Un mix électrique 100% renouvelable n’est pas techniquement impossible mais serait hors de prix et socialement rejeté.
Hors de prix car l’ADEME a (volontairement ?) très fortement sous-estimé les rendements de stockage du « power to gaz » ainsi que les pertes dans les réseaux électriques qu’il faudrait considérablement renforcer.
Socialement inacceptable, car vouloir envahir nos territoires par des dizaines de milliers d’éoliennes, d’« usines à gaz » (stockage) et de « fermes solaires » mettrait la France à feu et à sang bien avant qu’on ait atteint le dixième de l’objectif : les exemples de Sivens, NDDL et des ZADistes le montrent sans qu’il soit besoin de plus d’explications.
Signalons que l’ADEME n’a jamais prétendu avoir résolu le problème du 100% renouvelable, car il y a des aspects de l’étude qui bloquent comme l’équilibre instantané du réseau ; actuellement cet équilibre est réalisé avec les groupes tournants des centrales classiques ; avec les interfaces numériques des éoliennes et panneaux solaires, c’est quasiment insoluble. Il faut lire entre les lignes de l’étude ADEME et remarquer le point d’interrogation du titre (100% renouvelable en 2050 ?) pour s’en rendre compte.
En réalité, tous ces chercheurs bardés d’ordinateurs et experts en programmation n’ont aucune expérience industrielle et leurs pseudo démonstrations théoriques sont truffées de grossières lacunes. Leur seul mérite c’est de forcer à mettre le doigt sur les problèmes de fond à traiter avant d’espérer arriver au Nirvana (légitime) du 100% renouvelable.
Le drame c’est que de nombreux journalistes qui se disent « scientifiques » se font l’écho de ce type de rapports au point d’en devenir les ardents défenseurs en oubliant le sens critique voire physique : le cas du média « Les Techniques de l’Ingénieur » et d’Olivier Danielo est édifiant. Rares sont ceux comme Sylvestre Huet qui ont une vraie culture et sont capables de relativiser les propos fracassants de l’ADEME ou de l’Université de Stanford.

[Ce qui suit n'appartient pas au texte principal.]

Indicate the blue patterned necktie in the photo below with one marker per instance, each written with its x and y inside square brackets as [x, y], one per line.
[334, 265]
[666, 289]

Il faut donc se contenter du nucléaire pour de nombreuses décennies, et de développer la recherche sur les énergies renouvelables. A terme, peut-être que le soleil, le vent et les marées fourniront une énergie de base fiable à bas coût, mais il est probable que le nucléaire progressera aussi au point de devenir lui-même une énergie renouvelable.